He was so scared he could barely hold the flowers. He looked at me without blinking and breathing heavily, while his father - Ah! The father! – told him in an anxious and mandatory voice, "Go boy, give her those flowers!" "Sit down next to her!" "Ask if she wants to have an ice cream with you!" He sounded so peremptory that even me, I felt intimidated. So that I was almost accepting flowers, dates, ice cream, not knowing if I really wanted them, when my mother came to my rescue. I do not know how long she had been there following the scene. All I know is that she came just in time to hold my hand, help me hold the daisies, make room for me to thank the boy for the flowers and growl something to that father. I could not understand what was it, but know it was enough to spot and push him away.

I remember that after that episode I bumped into the boy at school about three times. In all, he hardly looked at me, uttered no sound, blushed like a tomato, and ran to the opposite side of the courtyard. Soon after, he left the school. He never gave me the chance to tell him that, yes, I agreed to date him. If dating meant accepting his flowers, sitting next to him at recess and from time to time have an ice cream together enjoying the landscape, yes, I wanted to date. Of course! With one condition: that his anxious father did not get into our life. It would be like this, or it would be over.

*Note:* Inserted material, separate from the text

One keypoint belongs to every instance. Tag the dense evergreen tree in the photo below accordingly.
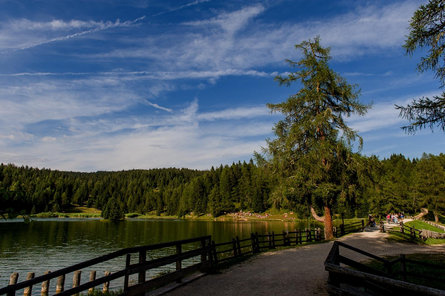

It ended up. It ended well before it started. In the same way, over the years, so many other relationships would end, regardless of their promises. So many promises that failed because of the fear that makes great encounters impossible  - the fear of failure, of vulnerability, of surrender. So many possibilities extirpated by the need to prove self-sufficiency, despite needing to be with the other, to live with and love the other. So many crossroads that have been overlooked without checking all sides, because the passion for high-speed was stronger than the thrill of traveling and enjoying the scenery.

It has been almost five decades of dating. Fifty years of which the last fifteen - in my current and definitive marriage - have taught me what is not necessary for a relationship to last after it overcomes the yes barrier, I want to date you. I concentrate on what is disposable, because I have learned – sometimes not through easy ways -- that in matters of affection, it is always easier to mistakenly focus on what is not necessary than on what is really essential. And if the essential is invisible to the eyes and can only be seen with the heart, I allow myself the cliché of quoting The Little Prince and dare to articulate what, for me, is the essence of a lasting relationship: to give up the premises of always being right; to recognize the other’s faults and love them above his/her qualities; wake up every day asking: do you want to date me?

So, Hooray Valentine's Day! (*)


(*) Differently from the rest of the world, Valentine’s Day is celebrated in Brazil on June 12.